Events
Transforming Customer Services - Delivering citizen centric access channels
September 18th, Edgbaston, Birmingham
This event focuses on how local authorities are addressing the challenges of the future by highlighting how effective customer service can drive service improvements, increase customer satisfaction levels, improve staff morale and deliver efficiency gains. The publication of the Varney report - Service Transformation: a Better Service For Citizens and Businesses, a Better Deal for Taxpayers, has highlighted the need for government to transfrom the delivery of customer services across the public sector. This event will consider the importance of the report and how local authorities should respond to some of its recommendations.
Through practical ‘best practice’ case studies and round table discussion, delegates will be able to help assess their organisation’s progress, identify and celebrate good practice in Customer Services and identify key areas for development. Attendees will gain an insight into the following themes:
• Partnership working – balancing efficiencies and service quality
• Challenging the Varney Report
• Best practice in complaints handling
• Developing multi-channel access and offering transactional services 24/7
• Virtual call centres
• Shared services – working together to improve service delivery
• CRM integration and contact centres – limitations, costs, efficiency gains
Confirmed case studies/speakers
Chair
Janet Callender, Chief Executive, Tameside MBC
Best practice in complaints management
Ian Mapp, Head of Product Management, CDC Respond
In this session, Ian will cover:
1. Citizen experience from logging a complaint through to resolution
2. Measurement and handling of complaints and feedback
3. CRM systems and complaints management
4. Facilitate root cause analysis to drive organizational learning
5. Visibility of complaints and feedback holistically throughout all departments to drive efficiency and meet KPI’s
6. Best practice examples referring to The London Borough of Camden and others
Mapping the Customer Journey for Service Delivery Improvement
Dr.
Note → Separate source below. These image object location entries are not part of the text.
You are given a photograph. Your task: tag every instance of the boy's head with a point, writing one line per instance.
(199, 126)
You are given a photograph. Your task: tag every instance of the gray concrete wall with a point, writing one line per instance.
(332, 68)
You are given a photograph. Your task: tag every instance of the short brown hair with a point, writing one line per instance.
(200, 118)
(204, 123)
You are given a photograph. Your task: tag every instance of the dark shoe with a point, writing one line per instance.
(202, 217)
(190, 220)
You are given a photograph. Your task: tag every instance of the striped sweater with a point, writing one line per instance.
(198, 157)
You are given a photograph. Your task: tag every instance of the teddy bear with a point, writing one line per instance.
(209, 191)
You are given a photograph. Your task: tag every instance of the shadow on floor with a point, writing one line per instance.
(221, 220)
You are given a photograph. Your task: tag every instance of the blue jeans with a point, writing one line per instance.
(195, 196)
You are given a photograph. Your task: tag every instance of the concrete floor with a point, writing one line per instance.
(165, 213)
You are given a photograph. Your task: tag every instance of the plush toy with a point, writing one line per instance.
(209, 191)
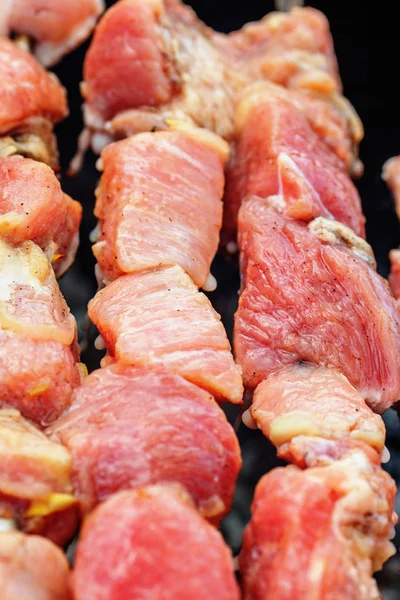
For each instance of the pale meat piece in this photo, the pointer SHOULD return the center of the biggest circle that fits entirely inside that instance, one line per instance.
(159, 203)
(325, 529)
(334, 122)
(35, 480)
(308, 400)
(151, 543)
(167, 79)
(33, 207)
(391, 174)
(294, 49)
(32, 568)
(129, 427)
(31, 102)
(55, 27)
(310, 294)
(159, 318)
(268, 126)
(38, 347)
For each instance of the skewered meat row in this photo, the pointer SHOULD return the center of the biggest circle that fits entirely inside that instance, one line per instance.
(167, 350)
(147, 417)
(168, 79)
(300, 196)
(153, 186)
(391, 174)
(55, 28)
(34, 210)
(32, 567)
(39, 355)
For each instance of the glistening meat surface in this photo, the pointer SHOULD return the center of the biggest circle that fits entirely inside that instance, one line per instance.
(27, 90)
(159, 203)
(308, 296)
(35, 480)
(130, 427)
(55, 27)
(268, 126)
(32, 567)
(38, 349)
(305, 399)
(158, 548)
(33, 207)
(159, 318)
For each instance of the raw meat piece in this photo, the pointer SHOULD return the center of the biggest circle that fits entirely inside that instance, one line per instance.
(335, 122)
(305, 399)
(35, 480)
(36, 376)
(168, 79)
(294, 49)
(150, 543)
(391, 174)
(129, 29)
(129, 427)
(394, 277)
(159, 318)
(268, 126)
(31, 101)
(33, 207)
(56, 27)
(310, 294)
(32, 568)
(38, 348)
(325, 529)
(159, 203)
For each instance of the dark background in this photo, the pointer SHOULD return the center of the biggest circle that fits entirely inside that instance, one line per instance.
(368, 51)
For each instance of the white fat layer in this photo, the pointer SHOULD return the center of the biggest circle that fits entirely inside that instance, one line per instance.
(99, 343)
(248, 420)
(14, 270)
(210, 284)
(5, 10)
(49, 53)
(231, 247)
(94, 234)
(385, 455)
(100, 141)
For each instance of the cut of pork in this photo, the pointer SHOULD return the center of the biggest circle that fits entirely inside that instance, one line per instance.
(305, 399)
(35, 480)
(129, 427)
(32, 567)
(268, 126)
(159, 318)
(56, 28)
(32, 101)
(159, 203)
(168, 80)
(151, 543)
(33, 207)
(325, 529)
(38, 347)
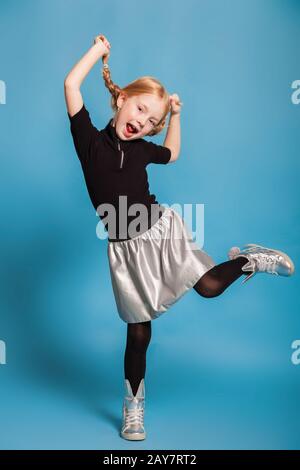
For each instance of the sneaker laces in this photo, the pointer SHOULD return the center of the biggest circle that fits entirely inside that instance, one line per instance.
(266, 262)
(134, 415)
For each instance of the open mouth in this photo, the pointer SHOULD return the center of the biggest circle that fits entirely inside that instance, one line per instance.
(131, 129)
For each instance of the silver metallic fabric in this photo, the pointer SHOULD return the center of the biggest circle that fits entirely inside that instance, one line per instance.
(153, 270)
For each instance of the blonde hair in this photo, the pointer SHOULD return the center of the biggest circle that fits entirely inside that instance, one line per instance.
(146, 84)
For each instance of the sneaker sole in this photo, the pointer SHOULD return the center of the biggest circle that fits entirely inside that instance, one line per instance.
(286, 257)
(133, 437)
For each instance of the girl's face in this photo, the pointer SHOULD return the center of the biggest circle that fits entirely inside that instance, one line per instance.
(141, 111)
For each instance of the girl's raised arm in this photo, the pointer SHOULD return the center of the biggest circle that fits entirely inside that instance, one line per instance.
(80, 70)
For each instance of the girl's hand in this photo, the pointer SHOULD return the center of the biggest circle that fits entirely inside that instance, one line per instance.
(105, 42)
(175, 104)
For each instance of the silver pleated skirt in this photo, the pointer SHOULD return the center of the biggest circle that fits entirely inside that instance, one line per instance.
(153, 270)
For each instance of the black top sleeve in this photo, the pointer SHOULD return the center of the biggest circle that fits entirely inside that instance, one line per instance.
(156, 153)
(84, 133)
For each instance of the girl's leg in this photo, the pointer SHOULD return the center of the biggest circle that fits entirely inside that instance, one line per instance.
(217, 279)
(138, 339)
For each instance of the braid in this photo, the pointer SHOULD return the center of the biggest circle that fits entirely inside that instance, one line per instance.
(112, 87)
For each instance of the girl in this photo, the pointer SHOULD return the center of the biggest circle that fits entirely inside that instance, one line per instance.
(150, 268)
Lorna Peters, Programme Research Manager, Hertfordshire County Council
· Case study from Hertfordshire County Council
· How an understanding of the customer journey was gained
· What service improvements were made across the organisation as a result
· Present outcome as result of changed customer/staff perceptions
· Discuss customer journey mapping & potential for future improvement in relation to free school meals service
Value For Money Framework: an achievable goal?
Alix Cunnell, Project Manager, rol
This presentation will discuss:
• What does Value For Money mean to you – and your customers?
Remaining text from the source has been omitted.